Close-in planetesimal formation by pile-up of drifting pebbles

TL;DR

This paper models how pebble drift and pile-up in protoplanetary discs can lead to planetesimal formation via streaming instability, especially in the inner disc regions, aiding understanding of terrestrial planet origins.

Contribution

It combines dust evolution, drift, and planetesimal formation models to identify conditions favoring planetesimal formation in protoplanetary discs.

Findings

Planetesimals form in an annulus between 0.3 and 3 AU.

Surface density of planetesimals is much steeper than initial disc profile.

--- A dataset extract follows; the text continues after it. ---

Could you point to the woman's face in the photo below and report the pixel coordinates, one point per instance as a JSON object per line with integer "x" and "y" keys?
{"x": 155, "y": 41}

Formation supports terrestrial planets from a narrow planetesimal ring.

Abstract

The consistency of planet formation models suffers from the disconnection between the regime of small and large bodies. This is primarily caused by so-called growth barriers: the direct growth of larger bodies is halted at centimetre-sized objects and particular conditions are required for the formation of larger, gravitationally bound planetesimals. We aim to connect models of dust evolution and planetesimal formation to identify regions of protoplanetary discs that are favourable for the formation of kilometre-sized bodies and the first planetary embryos. We combine semi-analytical models of viscous protoplanetary disc evolution, dust growth and drift including backreaction of the dust particles on the gas, and planetesimal formation via the streaming instability into one numerical code. We investigate how planetesimal formation is affected by the mass of the protoplanetary disc, its initial dust content, and the stickiness of dust aggregates. We find that the dust growth and drift leads to a global redistribution of solids. The pile-up of pebbles in the inner disc provides local conditions where the streaming instability is effective. Planetesimals form in an annulus with its inner edge lying between 0.3 AU and 1 AU and its width ranging from 0.3 AU to 3 AU. The resulting surface density of planetesimals follows a radial profile that is much steeper than the initial disc profile. These results support formation of terrestrial planets in the solar system from a narrow annulus of planetesimals, which reproduces their peculiar mass ratios.